“If Western countries had not invaded Iraq, the terrorist group of ISIS (a terrorist organization banned in Russia — approx. ed.) and other Islamist terrorist groups would not have received such wide support. Therefore, we are indirectly responsible for the increased terrorist threat, the victims of which we were” — Nicholas Sitter (Nikolai Sitter).
The expert engaged in the study of the problem of terror, argues that Western countries should assume a greater share of responsibility for what are exposed to the increased terrorist threat.
Sitter — Professor of political economy at the commercial Institute BI and Professor of public policy at Central European University in Budapest. Sitter learns of a terrorist organization and methods of combating terrorism. Recently, the researcher of problems of terror released the book “the History of terrorism: assassination and the fight against terror from Bakunin to LIH.”

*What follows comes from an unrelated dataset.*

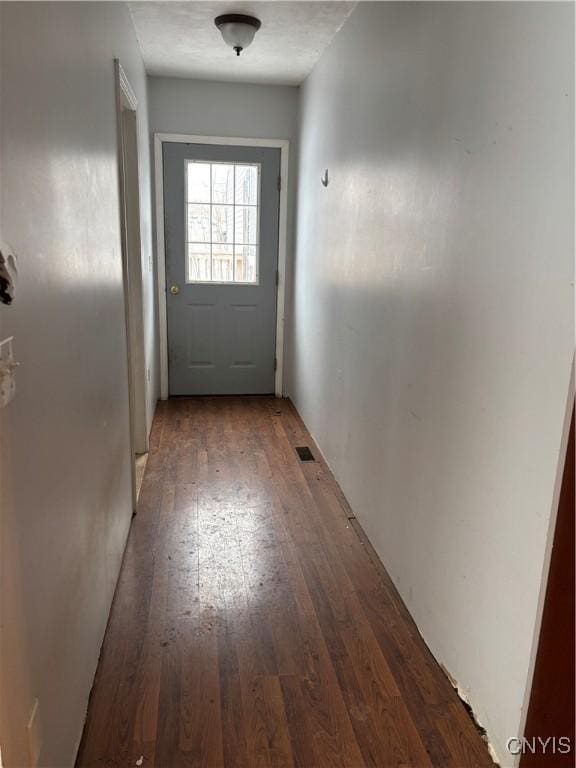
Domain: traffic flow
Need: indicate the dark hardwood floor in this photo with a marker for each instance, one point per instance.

“I think in the coming years, we will experience growth in the number of terrorist attacks in Western Europe. These attacks will stand armed Islamists. Most likely, the threat will increase for countries such as Belgium and France, because there are well organized groups of terrorists are already entrenched in the field,” says Nicholas Sitter.
As other countries that may be subject to terrorist attacks, Sitter calls Germany and Britain, and everywhere for such attacks will stand sympathetic loners, operating independently, without any big support. The same can be said about Norway.
Exaggerating the threat
Although experts expect the growth of terrorist attacks in Europe and the United States in the coming years, Stephen David Rachael (Stephen David Reicher) believes the fear of terror is exaggerated. A famous scientist — Professor of political psychology at St. Andrews University in Scotland.
“If you look at the number of people killed in terrorist attacks in Europe and the United States, the numbers are very low. In fact, the concern should experience in the middle East,” says Rachael.
In the past 16 years there has been a significant increase in the number of victims of terrorist acts, but still the number of terrorist attacks is significantly less than in the 1970-1980-ies. Only one percent of terrorist attacks have in Western countries, most often the attacks occur in areas of hostilities, the figures derived NRK at the Institute of peace studies and Uppsala University. However, terror is what we fear the most.
“The problem is that we have a culture that keeps telling us that we are in danger. Every time you’re at the airport, he passes a security check and it indicates that a danger exists. Public buildings protected by fences and security cameras. We live in a culture of fear sees fear everywhere in our daily life.
Fear as a tool of political power
Besides, according to Rachael, political leaders fuels our insecurities, playing on fear in the political debates. Fear, says Rachael, has become a powerful political weapon, especially in right populist parties that are gaining in Europe, more and more supporters.
“They are trying to say that we are threatened both symbolically and concretely. Symbolically — because it threatens our way of life, specifically because it threatens our jobs and security. Fear brings people together, and it creates support such a way of thinking.”